Comparison of continuous-time random walk and fractional order calculus models in characterizing breast lesions using histogram analysis
View abstract on PubMed
Summary
This summary is machine-generated.The diffusion coefficient parameter showed superior diagnostic performance in distinguishing benign from malignant breast lesions compared to spatial and temporal heterogeneity parameters. Whole-tumor histogram analysis aids in breast lesion characterization.
Area Of Science
- Radiology
- Medical Imaging
- Oncology
Background
- Distinguishing benign from malignant breast lesions is crucial for effective patient management.
- Diffusion-weighted imaging (DWI) offers insights into tissue microstructure.
- Mathematical models and histogram analysis can enhance DWI's diagnostic capabilities.
Purpose Of The Study
- To compare the diagnostic performance of different mathematical models for DWI.
- To evaluate if spatial and temporal heterogeneity parameters offer better accuracy than diffusion coefficient in differentiating breast lesions.
- To utilize whole-tumor histogram analysis for this comparison.
Main Methods
- Retrospective analysis of 146 breast lesion cases (104 malignant, 42 benign).
- Breast MRI performed using a 3.0T scanner with simultaneous multi-slice (SMS) rs-EPI.
- Histogram metrics of apparent diffusion coefficient (ADC), continuous-time random walk (CTRW), and fractional-order calculus (FROC)-derived parameters were analyzed and compared using ROC curves.
Main Results
- The D<sub>FROC</sub>-median demonstrated the highest area under the curve (AUC) of 0.965 for distinguishing breast lesions.
- Temporal heterogeneity (α<sub>CTRW</sub>-median, AUC=0.850) showed significantly better performance than spatial heterogeneity (β<sub>CTRW</sub>-median, AUC=0.741).

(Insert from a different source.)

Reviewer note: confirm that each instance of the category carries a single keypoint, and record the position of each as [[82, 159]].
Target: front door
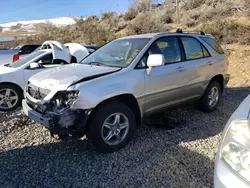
[[163, 86]]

- Combined CTRW parameters slightly outperformed FROC parameters (AUC=0.971 vs. 0.965), though not significantly.
Conclusions
- The diffusion coefficient parameter exhibits superior diagnostic performance over temporal and spatial heterogeneity parameters for breast lesion differentiation.
- Whole-tumor histogram analysis of DWI parameters is a valuable tool for characterizing breast lesions.
- Further research may explore combined parameter models for improved diagnostic accuracy.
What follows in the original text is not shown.